Prejudice

Prejudice

Well, I certainly got a big, fat reality check with that last post about Finn’s IEP meeting. Prejudice against kids with developmental disabilities is alive and well! Only, it’s not just the blatant kind, where people make “retard” comments or express their gratitude that they don’t have a kid like mine. No, this is a more stealthy – and also more insidious – kind of prejudice: the kind that’s cloaked in good intentions, in well-meaningness, in gently trying to get me to see reality as they see it – that Finn is less than, and that he always will be, and that he should be treated accordingly.

It’s not that I want anyone to blow sunshine up my ass – if you’ve spent any time here on this blog at all, you know that I’m not a blow-sunshine-up-my-or-anyone-else’s-ass kind of girl. And it’s not that I expect or even want everyone to agree with me on all issues (okay, well, maybe that would be helpful in my plan to take over the world . . .) I genuinely appreciate engaging in discussion, in constructive debate, in sharing ideas that maybe hadn’t occurred to me. What I don’t appreciate is anyone trying to shove their version of reality down my throat.

Here’s the thing: just because something doesn’t make sense to you, just because you can’t figure out how something can possibly work, just because your sense of logic doesn’t explain certain ideas and mechanisms to you – that doesn’t mean that what you have settled on as “reality” is actually reality. Look – I have no fucking idea how the doctors came up with certain concoctions of chemicals and a regimen of how to administer them, along with their plan and actual implementation of that plan of how to slice my husband’s body open and remove certain problematic tissue – to cure him of cancer (or at least put him into remission for this past four years) – but just because I don’t understand it and can’t explain it doesn’t mean that it’s not possible, that it didn’t actually happen. Just because I don’t understand the mechanisms of aerodynamics and physics, and my sense of logic tells me that a multi-ton jumbo jet cannot possibly lift off into the air and remain airborne – that doesn’t mean that multi-ton jumbo jets don’t actually lift off into the air and remain airborne, carrying people all over the planet, all the fucking time.

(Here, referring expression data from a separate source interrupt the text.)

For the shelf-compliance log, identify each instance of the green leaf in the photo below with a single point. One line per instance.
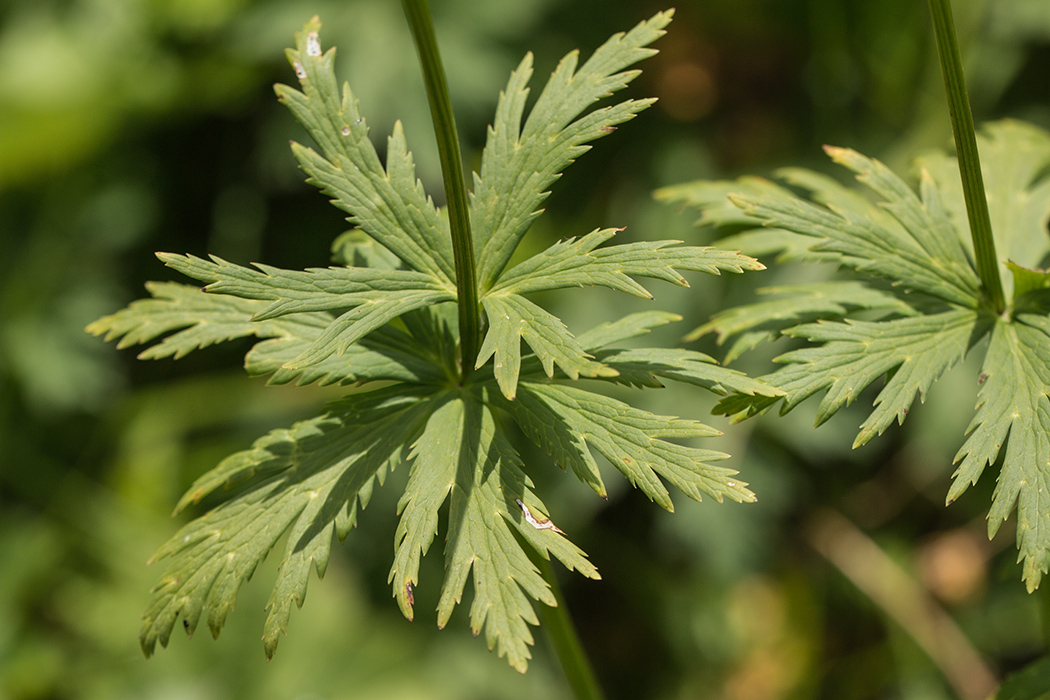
(629, 326)
(512, 318)
(767, 320)
(389, 205)
(463, 454)
(647, 365)
(1013, 412)
(1015, 156)
(520, 163)
(849, 356)
(932, 310)
(891, 252)
(575, 262)
(306, 482)
(630, 439)
(374, 297)
(205, 320)
(386, 354)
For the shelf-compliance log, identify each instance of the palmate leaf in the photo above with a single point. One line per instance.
(566, 421)
(912, 264)
(372, 297)
(521, 162)
(462, 457)
(200, 319)
(306, 482)
(385, 314)
(389, 205)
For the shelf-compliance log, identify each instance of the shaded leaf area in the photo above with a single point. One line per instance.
(907, 268)
(463, 458)
(1029, 683)
(386, 313)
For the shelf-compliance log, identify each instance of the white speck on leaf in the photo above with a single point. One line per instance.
(539, 524)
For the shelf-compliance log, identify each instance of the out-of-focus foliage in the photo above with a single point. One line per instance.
(159, 131)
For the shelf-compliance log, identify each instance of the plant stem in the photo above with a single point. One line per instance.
(966, 147)
(563, 637)
(452, 169)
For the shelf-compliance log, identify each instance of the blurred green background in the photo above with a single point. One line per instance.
(132, 126)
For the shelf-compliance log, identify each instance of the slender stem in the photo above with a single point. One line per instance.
(563, 637)
(966, 147)
(452, 169)
(1043, 594)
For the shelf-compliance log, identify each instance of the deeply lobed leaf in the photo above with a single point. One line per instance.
(521, 162)
(383, 315)
(932, 311)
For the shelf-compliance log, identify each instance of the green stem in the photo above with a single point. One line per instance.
(563, 638)
(452, 169)
(966, 147)
(1043, 594)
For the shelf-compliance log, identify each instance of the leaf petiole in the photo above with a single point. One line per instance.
(966, 147)
(418, 13)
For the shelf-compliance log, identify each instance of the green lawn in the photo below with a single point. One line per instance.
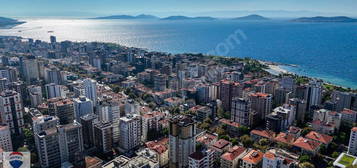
(346, 160)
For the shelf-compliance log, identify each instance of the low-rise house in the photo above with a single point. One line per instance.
(285, 138)
(296, 131)
(259, 134)
(348, 117)
(233, 157)
(277, 158)
(160, 148)
(253, 159)
(232, 127)
(207, 139)
(345, 160)
(220, 147)
(200, 159)
(307, 146)
(318, 137)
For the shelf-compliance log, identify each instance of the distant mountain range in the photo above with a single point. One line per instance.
(142, 16)
(325, 19)
(251, 18)
(179, 17)
(9, 22)
(188, 18)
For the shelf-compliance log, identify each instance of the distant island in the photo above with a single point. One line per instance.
(188, 18)
(251, 18)
(142, 16)
(9, 22)
(325, 19)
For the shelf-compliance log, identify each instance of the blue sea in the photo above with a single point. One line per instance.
(323, 50)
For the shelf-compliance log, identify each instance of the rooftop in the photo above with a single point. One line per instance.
(325, 139)
(233, 153)
(253, 157)
(307, 144)
(220, 144)
(345, 160)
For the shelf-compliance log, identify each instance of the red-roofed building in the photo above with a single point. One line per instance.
(277, 158)
(220, 147)
(348, 117)
(258, 134)
(296, 131)
(322, 138)
(261, 103)
(231, 158)
(161, 150)
(150, 123)
(253, 159)
(285, 138)
(307, 146)
(232, 127)
(201, 159)
(207, 139)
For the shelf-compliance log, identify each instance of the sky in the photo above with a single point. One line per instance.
(220, 8)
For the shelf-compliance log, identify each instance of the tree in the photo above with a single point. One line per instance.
(220, 112)
(225, 137)
(304, 158)
(204, 126)
(335, 154)
(323, 149)
(220, 131)
(246, 140)
(306, 165)
(165, 131)
(305, 131)
(207, 120)
(243, 130)
(263, 142)
(234, 141)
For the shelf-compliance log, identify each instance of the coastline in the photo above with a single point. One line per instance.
(274, 68)
(277, 69)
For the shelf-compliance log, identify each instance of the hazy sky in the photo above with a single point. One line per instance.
(166, 7)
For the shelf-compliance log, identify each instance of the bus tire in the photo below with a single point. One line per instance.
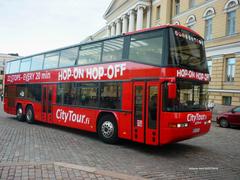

If you’ve decided that my son can’t succeed in a general ed classroom because he is intellectually disabled – based solely on your sense of logic – that’s prejudice. Prejudice means “pre-judging” – and it’s almost always based on erroneous perceptions and ideas. If you can’t back your position up with actual facts and evidence, then it’s merely your opinion – not fact, not reality.

It’s been very disheartening this last day or two to realize that this is what we’re up against – not just a shitty school district that has its own pocketbook at the very top of its list of priorities, above serving the actual students in its charge to the best of its ability (this is the “system” I should just “stop fighting,” apparently) – but my own peers – parents of kids with whom Finn (and all the rest of my kids) will attend school for the next decade and a half. Parents who believe that Finn doesn’t belong in the same classes their kids are in because he’s developmentally disabled. Parents who see a diagnosis, a label, or, yes, even a developmental age that a mother was foolish enough to reveal, and pre-judge based on that. Parents who are close-minded, who see limitations, not possibilities. Parents who think it’s unfair for me to expect teachers to tailor things for Finn so that he can learn. Parents who think it’s unfair that Finn’s presence, with his accommodations, will present distractions to the rest of the class. Parents who will, intentionally or not, pass these same pre-judgments down to their kids – my son’s peers.

And so the cycle of prejudice and discrimination continues to thrive.

Here’s what I would like to ask of you: don’t pre-judge. Don’t decide that this can’t work. Try to have an open mind. Don’t limit a little boy you don’t even know – not the way I know him – based on numbers, or even based on your own perceptions and your own personal observations elsewhere. Root for Finn. Cheer for him. Trust that we, Finn’s parents, are traveling this road with our eyes wide open – that of course we question and doubt and worry, but that ultimately, we’re doing what we’re doing because we’ve done our homework, and continue to do our homework, and we believe it’s what will benefit Finn the most out of all the possibilities open to us.